All Hong Kong Pro-Democracy Lawmakers to Resign as China Crushes Opposition
Hong Kong’s pro-democracy lawmakers announced their intention to resign
Hong Kong’s pro-democracy lawmakers said Wednesday they would all quit in protest at the ousting of four of their colleagues by the city’s pro-Beijing authorities.
The four were disqualified in line with a resolution adopted earlier in the day by China’s parliament authorizing the local government to expel any politician it deemed a threat to national security.
The resignations will reduce the semi-autonomous city’s once-feisty legislature to a gathering of Chinese loyalists, effectively ending pluralism in the chamber.
They also mark another blow to Hong Kong’s beleaguered pro-democracy movement, which has been under sustained attack since China imposed a sweeping national security law earlier this year.
Graphic showing how the share of pan-democrat legislative seats in Hong Kong has gradually eroded through disqualifications and resignations since the last election in 2016
“We… will stand with our colleagues,” Wu Chi-wai, convener of the 15 remaining pro-democracy legislators, told a press conference.
“We will resign en masse.”
Earlier Wednesday, Hong Kong authorities ousted the four members just minutes after one of China’s top lawmaking committees ruled the city’s government could remove any legislator deemed a threat to national security without going through the courts.
Hong Kong’s leader is chosen by pro-Beijing committees, but half of its legislature’s 70 seats are directly elected, offering the city’s 7.5 million residents a rare chance to have their voices heard at the ballot box.
Scuffles and protests routinely break out, with the pro-democracy minority often resorting to filibustering and other tactics to try to halt bills they oppose.
At Wednesday’s press conference the pro-democracy camp joined hands and shouted “Hong Kong add oil!” — a popular slogan during months of huge and often violent protests that rocked the financial hub last year.
China passed the sweeping security law in June to quell the protests, describing it as a “sword” hanging over the heads of critics.
Opposition lawmaker Claudia Mo said Beijing was trying to “sound the death knell of Hong Kong’s democracy fight”.
“They would think that from now on, anyone they found to be politically incorrect or unpatriotic… they could just oust you,” she said.

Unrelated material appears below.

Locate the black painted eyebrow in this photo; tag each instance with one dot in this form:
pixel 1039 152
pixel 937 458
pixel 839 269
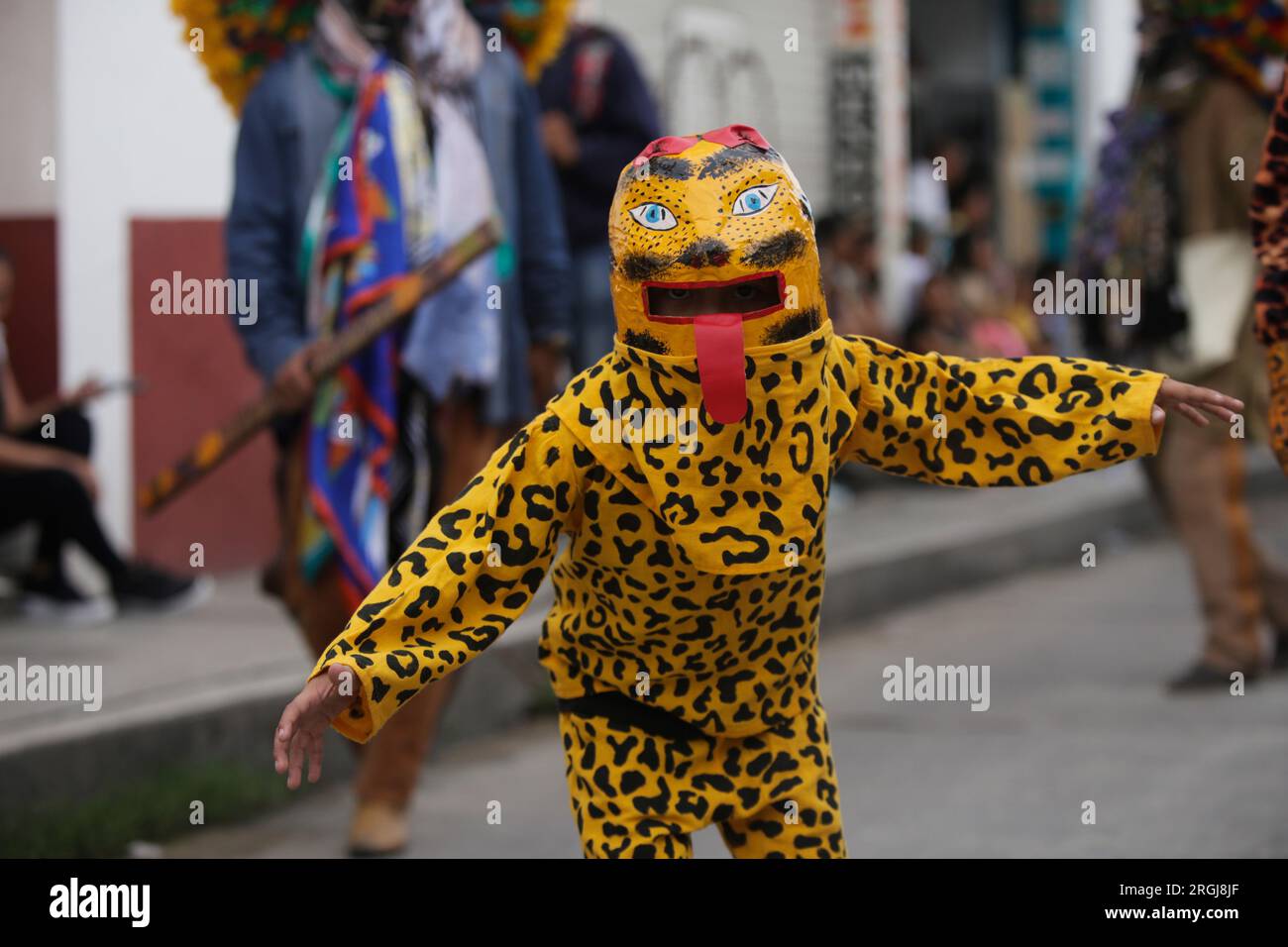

“We are quitting this term, this legislature, we’re not quitting Hong Kong’s fight.”
International condemnation poured in of the move against the lawmakers.
British Foreign Secretary Dominic Raab criticized China’s decision as “a further assault on Hong Kong’s high degree of autonomy and freedoms”.
Chris Patten, the city’s last colonial governor, also criticised the removals.
“Once again, (Chinese President) Xi Jinping’s regime has demonstrated its total hostility to democratic accountability, and those who wish to stand up for it,” he said.
Germany’s foreign ministry voiced “deep concern” over the ousting, saying the move “undermined pluralism and freedom of expression”.
Hong Kong’s pro-Beijing leader Carrie Lam said the disqualifications of pro-democracy lawmakers were ‘constitutional, legal, reasonable and necessary’
The disqualified lawmakers were defiant.
“If observing due process, protecting systems and functions and fighting for democracy and human rights would lead to the consequence of being disqualified, it would be my honor,” said Dennis Kwok, one of the ousted four.
The quartet had initially been banned from running in the city’s legislative elections — which were scheduled to be held September 6 — after calling on the United States to impose sanctions on Hong Kong officials.
Those elections were postponed, with authorities blaming the coronavirus.
Hong Kong’s pro-Beijing leader Carrie Lam defended the disqualifications Wednesday saying they were “constitutional, legal, reasonable and necessary”.
A foreign ministry spokesperson in Beijing, meanwhile, said they were a “necessary measure in order to maintain the rule of law in Hong Kong”.
More than 10,000 people were arrested during more than seven months of protests, and the courts are now filled with trials — many of them involving opposition lawmakers and prominent activists.
Critics say the law’s broadly worded provisions are a hammer blow to the flickering freedoms that China promised Hong Kong could keep after the end of British colonial rule in 1997.